The Past Increases, The Future Recedes
Sometimes I feel so, I don’t know, lonely. The kind of helpless feeling when everything you’re used to has been ripped away. Like there’s no more gravity, and I’m left to drift in outer space with no idea where I’m going. Like a little lost Sputnik? I guess so – Haruki Murakami, Sputnik Sweetheart
In all appearances, a healthy-looking piano opens the door and steps inside the low-hanging shelter of the music, but if you look closer you’ll see that her head is slightly to the side, lost in a complicated tangle of thoughts. Her body language tells a different story. Synths gently comfort her, wrapping around her like soft cotton towels against the body. She’s been wounded. The glorification of the self is prevalent in the digital age; the Facebook profiles, with achievements written in bold and covering the entire screen, always seem to scream ‘look at me’ at whoever’s visiting. This one is different. She’s downcast, perhaps beaten by trying to keep up with it all. The body image that’s presented and projected to her on a daily basis is an unattainable one, a Photoshop phantom.
Sitting at another table and breaking the serenity is the light but interfering chit-chat emanating from a pair of distorted electronic tones. All of a sudden, the piano’s voice has competition, and as a result the listener struggles to hear her clearly. In The Past Increases, The Future Recedes, cloudy thoughts dapple the mind of the music, keeping its progress tethered back with its thick, strong ropes of despair. On ‘Easy To Be Cold’ the piano suddenly vanishes. She’s replaced by a slim and coolly distant ambient strand, her cold, monotone and monosyllabic response similar to that of a drone. She’s losing herself, confined to an unforgiving process where some critical part of her being is slowly and yet methodically eaten away at by an invasive presence. This new species hangs around for a long time – ‘Easy To Be Cold’ is eleven minutes long. Its metallic texture leaves the lingering, coppery taste of loose blood swirling around in the cavern of the mouth. People live in the past all the time, but if we linger there for sustained periods, those cherished memories can give way to the artillery fire of self-criticism and wishful thinking. In truth, the past has no right to interfere with the present, and yet it happens all the time. Our past can influence our future.

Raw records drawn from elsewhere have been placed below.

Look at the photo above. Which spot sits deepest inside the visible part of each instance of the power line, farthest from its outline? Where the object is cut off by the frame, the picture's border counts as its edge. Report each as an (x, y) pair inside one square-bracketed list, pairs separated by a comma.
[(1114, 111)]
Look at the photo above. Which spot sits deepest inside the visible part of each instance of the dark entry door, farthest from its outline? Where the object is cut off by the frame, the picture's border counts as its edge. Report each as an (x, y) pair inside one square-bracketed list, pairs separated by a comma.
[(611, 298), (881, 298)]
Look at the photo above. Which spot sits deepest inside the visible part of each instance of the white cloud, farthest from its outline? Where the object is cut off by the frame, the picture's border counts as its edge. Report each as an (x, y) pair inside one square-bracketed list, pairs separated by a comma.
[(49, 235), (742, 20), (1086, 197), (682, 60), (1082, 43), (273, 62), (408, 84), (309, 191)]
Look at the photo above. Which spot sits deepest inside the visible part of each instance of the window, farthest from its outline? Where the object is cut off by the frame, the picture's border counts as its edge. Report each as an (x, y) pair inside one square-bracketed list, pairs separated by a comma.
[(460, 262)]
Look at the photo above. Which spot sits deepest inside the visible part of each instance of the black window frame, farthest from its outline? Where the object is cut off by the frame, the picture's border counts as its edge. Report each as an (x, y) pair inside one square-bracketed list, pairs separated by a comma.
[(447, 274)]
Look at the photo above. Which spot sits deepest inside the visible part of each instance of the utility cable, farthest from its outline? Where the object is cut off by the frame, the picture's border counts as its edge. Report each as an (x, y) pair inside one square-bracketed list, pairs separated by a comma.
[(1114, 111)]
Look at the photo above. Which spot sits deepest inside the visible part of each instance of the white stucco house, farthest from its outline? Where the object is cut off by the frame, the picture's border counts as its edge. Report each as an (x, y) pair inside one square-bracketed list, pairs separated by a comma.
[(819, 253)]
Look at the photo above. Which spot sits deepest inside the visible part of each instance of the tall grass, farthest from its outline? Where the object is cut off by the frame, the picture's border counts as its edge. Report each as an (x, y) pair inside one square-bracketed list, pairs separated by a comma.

David Newlyn has been involved with melancholic ambient music since 2007. The Past Increases, The Future Recedes is an exercise in deterioration – more specifically, the loss of quality in recorded sound, and that ultimately reflects the labored exhalation of its final breath. Everything is fragile. Every second counts. The piano melodies are damp, almost sodden from the rain. Adding to the piano is a gentle guitar that recalls the warmer side of things. The softly meandering melodies definitely sit in the open sunlight, but the weather’s not yet warm enough to sit outside for any prolonged period of time. Emerging out of ‘Thin Lines of Light’ is a vivid beam of light, a pointed drone that floats and then settles, eventually illuminating the music and then receding into silence. Closer to the end, the guitar replaces the piano. She has gone. She has receded, and a thinly-veiled melancholy ghosts into nothingness along with her. And on the coda, a shimmering ambient texture ripples outwards, reflecting everything that has gone before, casting its light over everything it does, haunting the music.